Para finalizar, a prática esportiva faz
com que os músculos queimem uma quantidade maior de açúcar procedente do
sangue. O pâncreas precisa produzir menos insulina para manter o nível
glicêmico sob controle, produzindo risco menor de sofrer de diabetes. As
investigações sugerem que modelos de treinamento de alta intensidade e força
têm um impacto positivo no equilíbrio da insulina durante os 30 minutos
posteriores à atividade.
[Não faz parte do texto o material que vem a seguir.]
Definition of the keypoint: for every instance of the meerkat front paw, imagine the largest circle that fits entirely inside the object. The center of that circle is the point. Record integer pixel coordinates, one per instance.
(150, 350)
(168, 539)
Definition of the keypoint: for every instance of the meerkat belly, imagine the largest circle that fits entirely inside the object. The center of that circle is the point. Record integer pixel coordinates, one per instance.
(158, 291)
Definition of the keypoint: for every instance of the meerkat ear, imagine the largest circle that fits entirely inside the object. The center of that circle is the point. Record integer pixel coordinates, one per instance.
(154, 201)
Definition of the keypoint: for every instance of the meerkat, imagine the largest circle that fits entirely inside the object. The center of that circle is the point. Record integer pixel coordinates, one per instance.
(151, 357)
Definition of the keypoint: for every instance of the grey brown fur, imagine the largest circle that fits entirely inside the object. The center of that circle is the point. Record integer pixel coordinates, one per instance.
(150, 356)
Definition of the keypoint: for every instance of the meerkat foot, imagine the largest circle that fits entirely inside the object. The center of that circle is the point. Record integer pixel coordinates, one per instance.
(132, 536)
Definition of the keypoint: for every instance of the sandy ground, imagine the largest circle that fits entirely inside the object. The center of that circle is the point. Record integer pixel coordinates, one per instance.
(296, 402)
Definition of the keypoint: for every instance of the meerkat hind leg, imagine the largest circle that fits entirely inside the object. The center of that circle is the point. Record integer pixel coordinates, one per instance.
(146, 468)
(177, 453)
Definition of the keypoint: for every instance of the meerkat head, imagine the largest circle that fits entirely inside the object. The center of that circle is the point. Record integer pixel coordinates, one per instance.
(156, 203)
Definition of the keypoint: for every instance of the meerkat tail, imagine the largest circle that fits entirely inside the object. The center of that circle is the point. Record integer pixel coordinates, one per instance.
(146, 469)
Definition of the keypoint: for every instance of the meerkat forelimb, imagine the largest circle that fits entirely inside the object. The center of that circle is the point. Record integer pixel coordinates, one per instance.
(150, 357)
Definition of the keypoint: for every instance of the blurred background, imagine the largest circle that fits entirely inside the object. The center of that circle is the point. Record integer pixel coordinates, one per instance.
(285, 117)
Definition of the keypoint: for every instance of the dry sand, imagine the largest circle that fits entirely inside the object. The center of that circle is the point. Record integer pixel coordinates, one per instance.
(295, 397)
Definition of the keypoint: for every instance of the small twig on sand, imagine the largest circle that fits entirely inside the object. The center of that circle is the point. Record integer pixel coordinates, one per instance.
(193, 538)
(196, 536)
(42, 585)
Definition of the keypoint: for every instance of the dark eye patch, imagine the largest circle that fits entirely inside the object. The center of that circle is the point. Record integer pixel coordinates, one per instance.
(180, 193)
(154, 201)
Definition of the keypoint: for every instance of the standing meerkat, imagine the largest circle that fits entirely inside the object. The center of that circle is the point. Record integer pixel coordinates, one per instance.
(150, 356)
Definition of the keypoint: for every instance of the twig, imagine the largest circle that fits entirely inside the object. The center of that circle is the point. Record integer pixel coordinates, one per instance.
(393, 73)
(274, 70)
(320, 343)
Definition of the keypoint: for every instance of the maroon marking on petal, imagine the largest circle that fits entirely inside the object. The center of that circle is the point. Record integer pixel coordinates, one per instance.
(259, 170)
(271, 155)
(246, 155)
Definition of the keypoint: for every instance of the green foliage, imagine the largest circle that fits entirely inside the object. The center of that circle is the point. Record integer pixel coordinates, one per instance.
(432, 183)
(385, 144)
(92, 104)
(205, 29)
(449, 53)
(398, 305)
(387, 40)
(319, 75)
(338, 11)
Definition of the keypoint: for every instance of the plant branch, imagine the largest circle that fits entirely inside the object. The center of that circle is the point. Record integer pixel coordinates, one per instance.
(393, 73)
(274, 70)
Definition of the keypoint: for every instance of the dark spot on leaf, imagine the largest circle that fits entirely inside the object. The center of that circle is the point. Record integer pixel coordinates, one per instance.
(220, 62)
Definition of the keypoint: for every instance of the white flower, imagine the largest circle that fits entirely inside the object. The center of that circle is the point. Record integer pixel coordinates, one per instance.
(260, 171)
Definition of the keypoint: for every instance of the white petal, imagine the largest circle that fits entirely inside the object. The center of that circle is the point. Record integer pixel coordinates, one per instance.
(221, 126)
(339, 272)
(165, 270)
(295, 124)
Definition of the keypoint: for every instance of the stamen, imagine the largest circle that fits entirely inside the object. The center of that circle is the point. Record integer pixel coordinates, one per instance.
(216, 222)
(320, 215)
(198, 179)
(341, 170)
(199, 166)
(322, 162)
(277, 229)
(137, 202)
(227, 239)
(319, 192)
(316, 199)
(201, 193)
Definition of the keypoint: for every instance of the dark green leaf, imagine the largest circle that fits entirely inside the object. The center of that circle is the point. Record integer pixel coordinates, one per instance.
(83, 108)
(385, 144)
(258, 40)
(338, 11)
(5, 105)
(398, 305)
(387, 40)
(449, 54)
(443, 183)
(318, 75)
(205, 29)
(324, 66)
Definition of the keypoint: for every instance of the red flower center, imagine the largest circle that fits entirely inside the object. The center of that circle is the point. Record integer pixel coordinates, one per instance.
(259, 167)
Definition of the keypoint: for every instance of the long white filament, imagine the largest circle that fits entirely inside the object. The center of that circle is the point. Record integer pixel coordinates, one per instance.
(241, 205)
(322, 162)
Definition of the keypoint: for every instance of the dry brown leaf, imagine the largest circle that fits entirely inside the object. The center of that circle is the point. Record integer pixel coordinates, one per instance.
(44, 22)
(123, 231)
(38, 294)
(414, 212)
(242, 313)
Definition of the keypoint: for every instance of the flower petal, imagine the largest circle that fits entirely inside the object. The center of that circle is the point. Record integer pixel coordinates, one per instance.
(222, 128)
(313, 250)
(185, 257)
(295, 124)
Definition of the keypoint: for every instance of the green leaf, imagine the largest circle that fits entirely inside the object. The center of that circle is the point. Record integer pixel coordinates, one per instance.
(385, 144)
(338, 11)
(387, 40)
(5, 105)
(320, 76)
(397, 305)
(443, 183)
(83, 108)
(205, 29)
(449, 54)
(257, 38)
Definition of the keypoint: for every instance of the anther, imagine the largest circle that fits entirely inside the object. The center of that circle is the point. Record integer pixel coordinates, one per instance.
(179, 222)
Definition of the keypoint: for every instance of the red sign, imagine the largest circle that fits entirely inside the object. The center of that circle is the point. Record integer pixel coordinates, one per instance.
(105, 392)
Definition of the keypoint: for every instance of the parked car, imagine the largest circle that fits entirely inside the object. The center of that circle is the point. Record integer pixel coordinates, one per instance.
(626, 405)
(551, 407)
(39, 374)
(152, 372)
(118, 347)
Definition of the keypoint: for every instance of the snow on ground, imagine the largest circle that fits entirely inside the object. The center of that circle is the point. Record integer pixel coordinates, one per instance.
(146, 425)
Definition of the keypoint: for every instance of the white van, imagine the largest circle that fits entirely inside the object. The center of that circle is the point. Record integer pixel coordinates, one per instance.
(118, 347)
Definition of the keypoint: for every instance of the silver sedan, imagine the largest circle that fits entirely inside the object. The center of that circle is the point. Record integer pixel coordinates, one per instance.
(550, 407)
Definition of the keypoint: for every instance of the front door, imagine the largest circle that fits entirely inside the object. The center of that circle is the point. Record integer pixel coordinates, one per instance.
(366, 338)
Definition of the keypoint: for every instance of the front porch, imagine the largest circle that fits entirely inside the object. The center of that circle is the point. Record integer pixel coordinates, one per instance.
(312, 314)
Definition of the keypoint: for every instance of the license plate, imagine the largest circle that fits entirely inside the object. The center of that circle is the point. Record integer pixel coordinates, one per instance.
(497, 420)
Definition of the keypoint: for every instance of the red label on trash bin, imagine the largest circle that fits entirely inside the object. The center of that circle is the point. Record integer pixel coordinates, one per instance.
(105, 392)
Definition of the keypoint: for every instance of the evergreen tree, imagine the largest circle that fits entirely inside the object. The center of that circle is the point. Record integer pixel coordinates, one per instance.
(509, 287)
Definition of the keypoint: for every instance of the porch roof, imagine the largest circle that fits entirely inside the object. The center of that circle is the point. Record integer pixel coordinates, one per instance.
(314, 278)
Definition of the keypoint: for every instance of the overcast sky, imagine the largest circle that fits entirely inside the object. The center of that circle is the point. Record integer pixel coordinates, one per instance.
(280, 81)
Em um estudo de
2007 da Universidade de Michigan, ficou comprovado que uma única sessão de
cardio melhora a sensibilidade à insulina.
Mas entre todos estes benefícios, também
há consequências não tão desejadas, como a desidratação. “Por isso, é
conveniente repor todos estes líquidos até duas horas depois do final da
atividade. E levar em conta também a perda de sais minerais, que devem ser
repostos, assim como os eletrólitos que gastamos [com bebidas ricas em sódio]”,
acrescenta Juan Carlos López, diretor de fitness do Palacio de Hielo Holmes
Place Spain. A saturação de ácido lático no sangue e o esgotamento das reservas
energéticas são solucionados com uma volta pausada à calma e com o consumo de
carboidratos, segundo o mesmo especialista. Assim, se você acaba de voltar de
sua sessão de corrida, deite no sofá, desfrute do momento de relax criado por
seus hormônios e coma uma banana, aveia ou uns biscoitos integrais. A ducha pode esperar.